Devon and I tucked into our berths, while Anson took an extended watch until midnight to give me the few hour nap I needed before my watch. Sleep was elusive in this sea state, so I was groggy as I took my shift, instant coffee and midnight snack in hand. But as I settled into my nest of bean bags behind the helm, the moonlight softened the waves, revealing only broad outlines of the swirling mass beneath us. The 25 knot gusts, lasting up to five minutes at a time, ruffled the moonlit waters into a shimmering trail racing towards our stern. The motions, which felt random and capricious below, made sense to my body as I felt the wind on my face and sensed the contours of the waves. I felt at peace, secure in Anthea’s seaworthiness, and lulled by the combination of wind and sea.

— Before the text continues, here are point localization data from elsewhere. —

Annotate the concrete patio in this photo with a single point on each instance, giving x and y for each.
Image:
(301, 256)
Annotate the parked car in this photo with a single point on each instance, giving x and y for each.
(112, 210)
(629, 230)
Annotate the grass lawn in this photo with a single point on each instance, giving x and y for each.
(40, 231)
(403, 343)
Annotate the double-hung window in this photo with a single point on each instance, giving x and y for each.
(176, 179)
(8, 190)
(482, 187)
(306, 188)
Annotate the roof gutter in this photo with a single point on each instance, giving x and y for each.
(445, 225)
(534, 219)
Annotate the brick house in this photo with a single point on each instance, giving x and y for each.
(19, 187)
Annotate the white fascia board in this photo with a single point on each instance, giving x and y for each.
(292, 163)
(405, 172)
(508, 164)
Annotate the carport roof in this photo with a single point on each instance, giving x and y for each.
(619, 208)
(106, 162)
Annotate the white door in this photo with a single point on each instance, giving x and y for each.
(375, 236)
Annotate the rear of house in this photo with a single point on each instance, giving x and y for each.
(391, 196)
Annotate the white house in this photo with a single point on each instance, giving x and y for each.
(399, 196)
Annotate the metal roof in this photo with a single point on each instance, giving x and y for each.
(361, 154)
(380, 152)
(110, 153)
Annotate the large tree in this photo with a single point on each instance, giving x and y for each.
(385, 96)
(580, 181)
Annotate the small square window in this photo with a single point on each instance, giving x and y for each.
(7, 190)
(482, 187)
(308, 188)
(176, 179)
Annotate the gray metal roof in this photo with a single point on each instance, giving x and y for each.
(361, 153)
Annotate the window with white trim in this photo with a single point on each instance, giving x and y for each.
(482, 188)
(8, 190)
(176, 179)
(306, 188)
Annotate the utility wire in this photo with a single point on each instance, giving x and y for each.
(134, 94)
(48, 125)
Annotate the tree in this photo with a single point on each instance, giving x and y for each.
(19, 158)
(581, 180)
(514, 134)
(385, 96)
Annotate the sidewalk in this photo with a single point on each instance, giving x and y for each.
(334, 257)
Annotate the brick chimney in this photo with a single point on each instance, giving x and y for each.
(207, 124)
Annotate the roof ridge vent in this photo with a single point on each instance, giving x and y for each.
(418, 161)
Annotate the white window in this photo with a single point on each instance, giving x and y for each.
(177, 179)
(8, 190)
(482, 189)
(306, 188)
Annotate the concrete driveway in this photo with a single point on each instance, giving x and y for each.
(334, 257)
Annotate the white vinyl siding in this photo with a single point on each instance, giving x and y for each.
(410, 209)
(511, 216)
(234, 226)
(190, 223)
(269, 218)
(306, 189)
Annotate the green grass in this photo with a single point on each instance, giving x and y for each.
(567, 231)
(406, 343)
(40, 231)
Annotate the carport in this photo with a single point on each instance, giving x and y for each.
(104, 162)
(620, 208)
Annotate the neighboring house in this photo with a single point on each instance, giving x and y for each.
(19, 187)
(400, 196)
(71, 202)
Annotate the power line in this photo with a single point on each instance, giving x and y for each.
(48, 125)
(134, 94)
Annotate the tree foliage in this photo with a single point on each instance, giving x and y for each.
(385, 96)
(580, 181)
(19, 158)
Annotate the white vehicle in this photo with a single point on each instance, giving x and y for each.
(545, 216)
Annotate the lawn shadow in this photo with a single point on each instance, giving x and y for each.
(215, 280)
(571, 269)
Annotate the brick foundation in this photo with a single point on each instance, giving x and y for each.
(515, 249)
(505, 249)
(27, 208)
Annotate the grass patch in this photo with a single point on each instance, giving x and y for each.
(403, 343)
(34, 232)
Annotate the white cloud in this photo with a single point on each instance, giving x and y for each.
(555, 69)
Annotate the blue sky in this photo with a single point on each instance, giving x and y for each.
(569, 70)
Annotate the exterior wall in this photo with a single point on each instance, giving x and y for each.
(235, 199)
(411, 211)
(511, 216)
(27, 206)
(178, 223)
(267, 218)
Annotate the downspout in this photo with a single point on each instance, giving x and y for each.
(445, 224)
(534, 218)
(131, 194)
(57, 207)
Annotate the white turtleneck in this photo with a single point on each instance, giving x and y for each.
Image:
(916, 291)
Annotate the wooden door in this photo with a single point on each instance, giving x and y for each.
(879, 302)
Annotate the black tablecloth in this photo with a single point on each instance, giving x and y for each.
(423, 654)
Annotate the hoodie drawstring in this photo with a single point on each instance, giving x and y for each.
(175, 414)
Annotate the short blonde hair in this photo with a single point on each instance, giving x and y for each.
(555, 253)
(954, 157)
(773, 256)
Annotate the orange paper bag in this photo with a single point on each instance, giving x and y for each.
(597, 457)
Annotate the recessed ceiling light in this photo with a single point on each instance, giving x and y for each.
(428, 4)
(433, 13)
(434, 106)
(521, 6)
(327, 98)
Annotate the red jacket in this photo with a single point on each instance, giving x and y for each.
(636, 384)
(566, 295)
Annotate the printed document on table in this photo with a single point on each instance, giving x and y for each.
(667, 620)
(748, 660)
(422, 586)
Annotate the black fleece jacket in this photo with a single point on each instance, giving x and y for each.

The good night watches approach delirious. The three prior nights we had steady trade wind conditions, enabling Anthea to slip forward at a steady 6.5 knots even with her nighttime rig of a reefed jib. The moonlight and night air altered my perception of the sea and sky, so I felt as if we were hovering above, rather than moving through, the seas. Then Anthea would surge forward as she surfed a wave, lifting our speed into the 7 and 8 knot range, sending an exhilarating surge through my body as well. The alternation of magic-carpet-like movement above the water, punctuated by the high of surfing speeds, filled me with alternating wonderment and joy. Anthea was in her groove, carrying us across the Pacific in grand style. Under these conditions I savored my coffee and treat, filled my senses with the cool night caress of wind, the sound of waves against the hull, and the visual feast of moonlit waters. I lingered in this feeling of peace and well-being for several hours in an almost meditative state of wonderment. When sleep threatened to return, I opened my book and read for the rest of my watch, awakening my mind by traveling with the characters in a novel. Joy!
The gusts have calmed and the steady wind has returned. We’ve let out the reefs in the jib and Anthea is once again surging confidently through the waters. We’re not piling on the canvas and achieving top speeds, as we are being gentle on the boat and our bodies. Super fast is fun, but tiring. So we’re content to stay in the mid 6 knot range, surfing in the 7s, and making steady westward pace. All is well.
Latitude 10 degrees 50 minutes North
Longitude 125 degrees 49 minutes West
One thought on “Day Ten: Night Watch”
Aha- the night watch magic that engulfed me years ago is with you finally. Hurrah. You write beautifully and I can imagine being with you in the cockpit, snuggled into the magical bean bag pillows you devised and I sewed in Monterey, telling wild tales. Love, Mother.
A person in Baja found a photos chip of yours in the sand, tracked us down through your yacht club and should be sending soon! When we talk with Carroll she sounds quite good- and asks us to call again!